2008 Annual Report
IV. Financial Statements and Notes
Deposit Insurance Fund (DIF) – Cont.
Effective January 1, 2007, the Reform Act requires payment of assessments by all insured depository institutions and continues to require a risk-based assessment system. The Act allows the FDIC discretion in defining risk and, by regulation, the FDIC has established several assessment risk categories based upon supervisory and capital evaluations. Other significant changes mandated by the Reform Act and the implementing regulations included:
- granting a one-time assessment credit of approximately $4.7 billion to certain eligible insured depository institutions (or their successors) based on the assessment base of the institution as of December 31, 1996, as compared to the combined aggregate assessment base of all eligible institutions;
- establishing a range for the DRR from 1.15 to 1.50 percent of estimated insured deposits. The FDIC is required to annually publish the DRR and has set the DRR at 1.25 percent for 2009. As of December 31, 2008, the DIF reserve ratio was 0.36 percent of estimated insured deposits;
- requiring the FDIC to adopt a DIF restoration plan to return the reserve ratio to 1.15 percent generally within five years, if the reserve ratio falls below 1.15 percent or is expected to fall below 1.15 percent within six months. On October 7, 2008, the FDIC established a Restoration Plan for the DIF (see Note 15);
- requiring the FDIC to annually determine if a dividend should be paid, based on the statutory requirement generally to declare dividends if the reserve ratio exceeds 1.35 percent at the end of a calendar year. The Reform Act permits dividends for one-half of the amount required to maintain the reserve ratio at 1.35 percent when the reserve ratio is between 1.35 and 1.50 percent and all amounts required to maintain the reserve ratio at 1.50 percent when the reserve ratio exceeds 1.50 percent. On December 2, 2008, the FDIC issued a final rule specifying that the FDIC Board will declare any dividend on or before May 10th of the year following the calendar year-end trigger, subject to statutory factors limiting or suspending the dividend. Dividends declared will be offset against the June 30th assessment payment and any remaining dividend amount will result in a payment to the depository institution.

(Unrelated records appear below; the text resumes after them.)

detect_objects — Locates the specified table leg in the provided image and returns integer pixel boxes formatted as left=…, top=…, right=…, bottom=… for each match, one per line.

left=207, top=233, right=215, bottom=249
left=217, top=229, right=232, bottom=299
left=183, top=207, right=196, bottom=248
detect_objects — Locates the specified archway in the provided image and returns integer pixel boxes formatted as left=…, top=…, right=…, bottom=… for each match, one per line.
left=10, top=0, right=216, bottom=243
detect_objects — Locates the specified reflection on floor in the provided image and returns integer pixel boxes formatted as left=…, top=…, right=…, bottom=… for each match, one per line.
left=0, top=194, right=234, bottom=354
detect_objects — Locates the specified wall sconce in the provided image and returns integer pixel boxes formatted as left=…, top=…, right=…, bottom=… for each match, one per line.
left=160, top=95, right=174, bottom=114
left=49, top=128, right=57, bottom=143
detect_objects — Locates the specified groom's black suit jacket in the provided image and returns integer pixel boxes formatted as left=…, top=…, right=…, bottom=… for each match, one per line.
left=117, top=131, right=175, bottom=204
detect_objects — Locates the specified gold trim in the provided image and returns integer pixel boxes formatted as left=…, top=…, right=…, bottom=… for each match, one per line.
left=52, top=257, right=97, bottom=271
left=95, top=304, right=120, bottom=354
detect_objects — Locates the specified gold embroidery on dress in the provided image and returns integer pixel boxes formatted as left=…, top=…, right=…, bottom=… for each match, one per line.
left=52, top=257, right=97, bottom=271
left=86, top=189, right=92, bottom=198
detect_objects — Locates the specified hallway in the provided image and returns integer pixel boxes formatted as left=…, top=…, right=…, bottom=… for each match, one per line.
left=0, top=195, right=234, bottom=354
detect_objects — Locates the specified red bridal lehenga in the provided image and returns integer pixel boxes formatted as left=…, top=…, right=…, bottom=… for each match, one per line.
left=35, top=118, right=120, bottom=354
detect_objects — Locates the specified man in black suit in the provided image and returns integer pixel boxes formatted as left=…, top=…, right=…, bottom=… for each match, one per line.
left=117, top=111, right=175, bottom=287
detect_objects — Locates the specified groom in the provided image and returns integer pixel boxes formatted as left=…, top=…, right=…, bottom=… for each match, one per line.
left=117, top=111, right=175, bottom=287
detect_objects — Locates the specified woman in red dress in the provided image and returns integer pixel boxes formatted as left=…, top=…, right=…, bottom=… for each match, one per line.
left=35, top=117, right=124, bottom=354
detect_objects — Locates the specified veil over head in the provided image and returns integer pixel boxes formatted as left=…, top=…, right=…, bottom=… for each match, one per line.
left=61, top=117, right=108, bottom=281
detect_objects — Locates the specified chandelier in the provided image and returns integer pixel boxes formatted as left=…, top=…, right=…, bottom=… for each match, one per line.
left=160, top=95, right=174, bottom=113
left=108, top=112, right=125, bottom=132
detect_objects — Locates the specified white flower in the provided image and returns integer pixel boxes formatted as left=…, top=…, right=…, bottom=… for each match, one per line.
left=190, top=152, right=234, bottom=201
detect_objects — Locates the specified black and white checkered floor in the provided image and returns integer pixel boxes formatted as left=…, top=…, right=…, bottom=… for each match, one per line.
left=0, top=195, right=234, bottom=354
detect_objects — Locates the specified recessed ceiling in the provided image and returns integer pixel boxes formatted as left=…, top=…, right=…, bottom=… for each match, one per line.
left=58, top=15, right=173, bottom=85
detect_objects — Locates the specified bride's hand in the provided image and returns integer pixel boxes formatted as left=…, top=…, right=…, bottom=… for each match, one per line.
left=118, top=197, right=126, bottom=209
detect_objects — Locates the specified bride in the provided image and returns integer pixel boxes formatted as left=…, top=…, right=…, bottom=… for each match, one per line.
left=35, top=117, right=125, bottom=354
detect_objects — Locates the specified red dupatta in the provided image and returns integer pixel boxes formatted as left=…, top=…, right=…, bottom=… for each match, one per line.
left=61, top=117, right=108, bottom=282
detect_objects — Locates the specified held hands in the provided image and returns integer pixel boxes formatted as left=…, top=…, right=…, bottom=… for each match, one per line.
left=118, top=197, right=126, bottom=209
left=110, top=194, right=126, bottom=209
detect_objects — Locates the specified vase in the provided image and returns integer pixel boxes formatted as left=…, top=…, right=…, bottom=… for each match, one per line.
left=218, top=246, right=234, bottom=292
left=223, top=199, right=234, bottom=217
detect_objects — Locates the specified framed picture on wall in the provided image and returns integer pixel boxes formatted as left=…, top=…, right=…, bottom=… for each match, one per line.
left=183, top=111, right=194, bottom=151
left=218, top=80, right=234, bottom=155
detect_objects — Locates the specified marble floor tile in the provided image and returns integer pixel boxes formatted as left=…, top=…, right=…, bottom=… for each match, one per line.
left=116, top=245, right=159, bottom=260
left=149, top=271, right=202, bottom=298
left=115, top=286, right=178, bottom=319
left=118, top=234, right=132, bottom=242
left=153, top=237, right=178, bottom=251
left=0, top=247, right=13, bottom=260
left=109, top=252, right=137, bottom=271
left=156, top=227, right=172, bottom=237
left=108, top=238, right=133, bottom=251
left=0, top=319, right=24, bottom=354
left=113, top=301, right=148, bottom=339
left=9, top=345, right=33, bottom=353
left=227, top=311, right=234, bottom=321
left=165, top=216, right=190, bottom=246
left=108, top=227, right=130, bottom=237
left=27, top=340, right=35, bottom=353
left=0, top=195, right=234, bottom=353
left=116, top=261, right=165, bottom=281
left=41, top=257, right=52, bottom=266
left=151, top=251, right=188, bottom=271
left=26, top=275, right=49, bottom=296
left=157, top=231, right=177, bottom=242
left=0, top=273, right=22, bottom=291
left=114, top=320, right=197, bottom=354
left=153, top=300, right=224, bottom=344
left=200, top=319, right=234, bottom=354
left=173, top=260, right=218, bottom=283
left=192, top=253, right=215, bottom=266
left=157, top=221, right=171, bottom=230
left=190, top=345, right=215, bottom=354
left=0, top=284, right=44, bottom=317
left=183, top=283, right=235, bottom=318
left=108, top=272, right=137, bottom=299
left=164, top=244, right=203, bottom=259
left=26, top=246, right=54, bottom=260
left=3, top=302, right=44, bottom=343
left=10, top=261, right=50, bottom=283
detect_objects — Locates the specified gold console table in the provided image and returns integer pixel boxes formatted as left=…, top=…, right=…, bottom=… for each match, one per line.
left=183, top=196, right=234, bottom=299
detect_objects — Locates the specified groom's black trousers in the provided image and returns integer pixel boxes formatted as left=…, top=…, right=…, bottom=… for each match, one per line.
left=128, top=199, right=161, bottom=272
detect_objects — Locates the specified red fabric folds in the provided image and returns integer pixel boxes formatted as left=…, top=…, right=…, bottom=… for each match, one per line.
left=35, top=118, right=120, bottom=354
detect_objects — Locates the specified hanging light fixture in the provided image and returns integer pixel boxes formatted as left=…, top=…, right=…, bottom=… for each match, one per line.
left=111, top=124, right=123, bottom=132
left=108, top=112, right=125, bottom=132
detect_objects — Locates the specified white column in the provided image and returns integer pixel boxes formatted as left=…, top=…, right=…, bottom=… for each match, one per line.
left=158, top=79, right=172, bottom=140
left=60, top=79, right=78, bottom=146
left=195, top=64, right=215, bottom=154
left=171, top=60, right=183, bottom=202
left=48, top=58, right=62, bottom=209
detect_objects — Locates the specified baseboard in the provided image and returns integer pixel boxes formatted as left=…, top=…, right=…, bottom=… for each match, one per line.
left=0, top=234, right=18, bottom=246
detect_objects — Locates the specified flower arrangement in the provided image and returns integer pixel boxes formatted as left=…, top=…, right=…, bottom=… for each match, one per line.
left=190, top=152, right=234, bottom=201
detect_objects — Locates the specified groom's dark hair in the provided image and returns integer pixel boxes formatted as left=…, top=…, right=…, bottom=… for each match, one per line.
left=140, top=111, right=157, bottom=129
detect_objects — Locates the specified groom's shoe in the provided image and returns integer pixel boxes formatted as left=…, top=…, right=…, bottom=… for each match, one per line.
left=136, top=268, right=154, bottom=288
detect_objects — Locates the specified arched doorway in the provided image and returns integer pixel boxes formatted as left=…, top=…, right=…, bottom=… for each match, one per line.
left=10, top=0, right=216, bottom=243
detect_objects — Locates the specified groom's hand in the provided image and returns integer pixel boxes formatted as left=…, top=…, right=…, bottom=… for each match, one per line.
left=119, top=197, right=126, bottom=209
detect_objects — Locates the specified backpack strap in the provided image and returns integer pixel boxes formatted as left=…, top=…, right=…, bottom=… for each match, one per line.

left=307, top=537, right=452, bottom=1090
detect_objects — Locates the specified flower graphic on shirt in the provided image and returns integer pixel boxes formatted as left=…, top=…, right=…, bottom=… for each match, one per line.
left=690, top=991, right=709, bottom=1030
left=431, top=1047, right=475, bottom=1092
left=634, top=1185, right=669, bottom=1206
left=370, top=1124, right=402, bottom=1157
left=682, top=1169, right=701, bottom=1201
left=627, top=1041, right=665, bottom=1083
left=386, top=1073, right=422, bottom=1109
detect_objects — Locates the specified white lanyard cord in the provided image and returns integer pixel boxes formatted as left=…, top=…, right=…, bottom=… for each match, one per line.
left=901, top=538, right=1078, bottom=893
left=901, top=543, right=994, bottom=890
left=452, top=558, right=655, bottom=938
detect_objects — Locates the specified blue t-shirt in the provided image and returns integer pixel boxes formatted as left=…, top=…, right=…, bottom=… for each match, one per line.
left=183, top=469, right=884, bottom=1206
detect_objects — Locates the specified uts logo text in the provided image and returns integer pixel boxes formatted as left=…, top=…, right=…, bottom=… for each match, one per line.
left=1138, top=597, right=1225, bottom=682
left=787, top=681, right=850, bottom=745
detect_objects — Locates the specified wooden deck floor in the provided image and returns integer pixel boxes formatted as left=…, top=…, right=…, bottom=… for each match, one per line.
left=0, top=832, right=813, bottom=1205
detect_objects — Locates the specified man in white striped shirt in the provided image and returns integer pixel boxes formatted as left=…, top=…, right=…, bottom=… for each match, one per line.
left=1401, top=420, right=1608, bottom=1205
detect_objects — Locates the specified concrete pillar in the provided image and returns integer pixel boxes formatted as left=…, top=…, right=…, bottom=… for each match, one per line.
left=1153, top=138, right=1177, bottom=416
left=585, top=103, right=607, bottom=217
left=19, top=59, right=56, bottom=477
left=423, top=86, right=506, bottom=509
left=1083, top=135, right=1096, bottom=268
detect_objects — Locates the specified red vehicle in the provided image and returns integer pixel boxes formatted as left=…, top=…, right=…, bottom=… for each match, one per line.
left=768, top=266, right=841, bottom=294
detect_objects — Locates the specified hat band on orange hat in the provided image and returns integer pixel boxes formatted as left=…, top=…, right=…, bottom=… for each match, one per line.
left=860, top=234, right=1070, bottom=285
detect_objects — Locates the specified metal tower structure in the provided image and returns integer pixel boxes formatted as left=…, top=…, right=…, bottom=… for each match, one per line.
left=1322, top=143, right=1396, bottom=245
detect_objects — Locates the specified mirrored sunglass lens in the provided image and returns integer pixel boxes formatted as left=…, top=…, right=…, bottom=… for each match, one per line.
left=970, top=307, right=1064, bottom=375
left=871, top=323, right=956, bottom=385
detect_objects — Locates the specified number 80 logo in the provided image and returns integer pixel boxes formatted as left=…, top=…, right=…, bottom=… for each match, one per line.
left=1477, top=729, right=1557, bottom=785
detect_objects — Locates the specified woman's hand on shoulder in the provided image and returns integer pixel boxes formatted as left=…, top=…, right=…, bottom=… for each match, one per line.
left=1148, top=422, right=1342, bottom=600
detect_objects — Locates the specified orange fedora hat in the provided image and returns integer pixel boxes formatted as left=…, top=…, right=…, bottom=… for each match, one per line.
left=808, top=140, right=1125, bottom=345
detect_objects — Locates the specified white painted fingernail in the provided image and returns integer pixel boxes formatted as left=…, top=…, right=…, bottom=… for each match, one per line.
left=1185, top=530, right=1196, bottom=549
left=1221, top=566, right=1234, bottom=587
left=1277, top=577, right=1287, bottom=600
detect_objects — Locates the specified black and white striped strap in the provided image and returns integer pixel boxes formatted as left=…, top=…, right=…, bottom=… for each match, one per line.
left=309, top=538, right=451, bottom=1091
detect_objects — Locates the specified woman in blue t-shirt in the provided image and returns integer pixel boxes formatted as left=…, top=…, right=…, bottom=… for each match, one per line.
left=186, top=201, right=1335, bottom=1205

The assessment rate averaged approximately 4.18 cents and .93 cents per $100 of assessable deposits for 2008 and 2007, respectively. At December 31, 2008, the “Assessments Receivable, net” line item of $1.02 billion represents the estimated gross premiums due from insured depository institutions for the fourth quarter of the year, net of $144 million in estimated one-time assessment credits. The actual deposit insurance assessments for the fourth quarter was billed and collected at the end of the first quarter of 2009. During 2008 and 2007, $2.96 billion and $643 million, respectively, were recognized as assessment income from institutions.
|DIF Assessments Revenue for the Years Ended
Dollars in Thousands
|Less: One-time assessment credits applied
Of the $4.7 billion in one-time assessment credits granted, $200 million (4.3 percent) remained as of December 31, 2008. The use of assessment credits is limited to no more than 90 percent of the gross assessments for assessment periods that provide deposit insurance coverage through 2010. Credits are restricted for institutions that are not adequately capitalized or exhibit financial, operational or compliance weaknesses. The credits can only be used to offset future deposit insurance assessments and, therefore, do not represent a liability to the DIF. They are transferable among institutions, do not expire, and cannot be used to offset Financing Corporation (FICO) payments.
Assessments continue to be levied on institutions for payments of the interest on obligations issued by the FICO. The FICO was established as a mixed-ownership government corporation to function solely as a financing vehicle for the FSLIC. The annual FICO interest obligation of approximately $790 million is paid on a pro rata basis using the same rate for banks and thrifts. The FICO assessment has no financial impact on the DIF and is separate from deposit insurance assessments. The FDIC, as administrator of the DIF, acts solely as a collection agent for the FICO. During 2008 and 2007, $785 million each year was collected and remitted to the FICO.